Fade havia passado por muitas coisas em sua vida. Ela foi traída, abandonada e maltratada por homens que fariam demônios parecerem santos em comparação. Ela foi para batalhas suicidas e entregue a própria sorte do destino. E sobre tudo e sobre todos ela prosperou e saiu viva disso. Podia se dizer com clareza que ela era uma sobrevivente do pior que se podia fazer. O poder radiante dela apenas refletiu isso.  

O mal havia se apossado dela, e ela era apenas mais um ponto para perpetuar esse mau em forma de pesadelo, seja em si mesma ou nos outros. Há muito ela havia se acostumado com noites em claro, baixa sanidade e pensamentos intrusivos suicidas. Era o cotidiano. Existiam noites em que o poder dela a faria ver o fim do mundo de uma maneira tão vivida que ela se perguntou se Prowler e Nightmare eram suicidas também por querer que ela saltasse de um penhasco e acabasse com tudo. 

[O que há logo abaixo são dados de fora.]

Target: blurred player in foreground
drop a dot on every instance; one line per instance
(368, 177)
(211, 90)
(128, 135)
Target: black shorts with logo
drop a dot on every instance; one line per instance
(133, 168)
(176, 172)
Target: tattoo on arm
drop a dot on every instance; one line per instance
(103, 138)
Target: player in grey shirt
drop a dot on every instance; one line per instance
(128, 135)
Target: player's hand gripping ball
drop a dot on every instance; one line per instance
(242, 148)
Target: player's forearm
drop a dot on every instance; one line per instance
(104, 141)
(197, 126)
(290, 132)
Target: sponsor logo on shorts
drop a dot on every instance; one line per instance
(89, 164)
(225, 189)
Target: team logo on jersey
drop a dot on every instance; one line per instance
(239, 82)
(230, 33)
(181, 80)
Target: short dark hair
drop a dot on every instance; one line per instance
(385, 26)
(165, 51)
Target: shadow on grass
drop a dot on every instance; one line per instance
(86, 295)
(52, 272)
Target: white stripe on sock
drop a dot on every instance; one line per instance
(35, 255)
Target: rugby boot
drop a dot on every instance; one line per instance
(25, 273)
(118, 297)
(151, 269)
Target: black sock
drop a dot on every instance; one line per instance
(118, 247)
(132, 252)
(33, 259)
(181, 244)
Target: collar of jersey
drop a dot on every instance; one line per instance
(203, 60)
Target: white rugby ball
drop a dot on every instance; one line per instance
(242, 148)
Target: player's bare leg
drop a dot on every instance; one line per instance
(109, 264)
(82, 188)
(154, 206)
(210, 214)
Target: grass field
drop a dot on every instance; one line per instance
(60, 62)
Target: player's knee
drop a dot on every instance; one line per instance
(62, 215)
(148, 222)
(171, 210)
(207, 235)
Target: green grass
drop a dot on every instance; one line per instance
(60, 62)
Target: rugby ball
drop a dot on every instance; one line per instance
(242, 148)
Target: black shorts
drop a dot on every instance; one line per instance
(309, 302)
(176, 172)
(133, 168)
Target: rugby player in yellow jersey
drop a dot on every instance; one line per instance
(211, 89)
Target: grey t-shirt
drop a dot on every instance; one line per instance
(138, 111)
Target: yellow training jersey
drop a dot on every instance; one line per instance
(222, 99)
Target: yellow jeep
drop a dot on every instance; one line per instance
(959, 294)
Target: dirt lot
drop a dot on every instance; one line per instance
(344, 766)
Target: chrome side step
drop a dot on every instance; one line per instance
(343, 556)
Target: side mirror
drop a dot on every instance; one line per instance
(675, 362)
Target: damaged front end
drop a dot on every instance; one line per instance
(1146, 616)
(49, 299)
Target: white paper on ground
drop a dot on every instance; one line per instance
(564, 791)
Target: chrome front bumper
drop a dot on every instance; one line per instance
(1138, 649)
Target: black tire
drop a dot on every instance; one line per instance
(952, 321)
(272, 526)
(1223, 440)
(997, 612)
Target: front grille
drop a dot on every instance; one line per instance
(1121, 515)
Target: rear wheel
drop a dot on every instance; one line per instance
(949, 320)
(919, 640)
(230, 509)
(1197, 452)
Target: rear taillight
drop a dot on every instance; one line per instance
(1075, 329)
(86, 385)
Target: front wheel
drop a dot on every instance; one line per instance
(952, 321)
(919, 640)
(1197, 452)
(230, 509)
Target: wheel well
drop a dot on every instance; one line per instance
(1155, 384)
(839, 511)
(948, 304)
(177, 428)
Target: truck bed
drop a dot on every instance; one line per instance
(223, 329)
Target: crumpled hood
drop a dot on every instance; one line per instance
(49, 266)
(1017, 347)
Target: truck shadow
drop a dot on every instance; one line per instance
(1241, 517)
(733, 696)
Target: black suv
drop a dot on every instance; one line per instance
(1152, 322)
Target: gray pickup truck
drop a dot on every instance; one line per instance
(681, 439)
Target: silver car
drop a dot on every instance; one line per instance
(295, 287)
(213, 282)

Foi assim durantes anos. A cada empreitada ela sonhava com a própria morte, com o fim da vida como era conhecido. Com um apocalipse onde todos seriam engolfados na escuridão e o vazio iria reinar supremo. As vezes os sonhos eram tão reais que Fade acordava e se perguntava se ela ainda estava sonhando ou se iria sonhar agora.  Quando ela se juntou ao Protocolo Valorant depois de ter sido confrontada sobre o que ela queria fazer por Brimstone, ela tomou a escolha que ela não se arrependeria.  

Havia se passado um ano desde que ela se tornou uma agente do Protocolo. Mas pouca coisa havia mudado. Os erros cometidos não eram esquecidos e nem perdoados. Ela encontrou o ostracismo e o descaso. Não era novidade para ela ser tratada como pária em lugares que frequentava. As pessoas tinham medo dela, os Agentes em que ela aceitou se juntar e formar uma equipe também tinham medo.  

Ela sentia o rastro, era capaz até de sentir o cheiro. Havia momentos em que os outros agentes estariam alegres e comemorando o que fosse, isso até ela chegar no mesmo ambiente, por qualquer razão que fosse, e tudo ficaria negro, e o cheiro do medo, da amargura iria atiçar os demônios do pesadelo que ela tinha consigo.  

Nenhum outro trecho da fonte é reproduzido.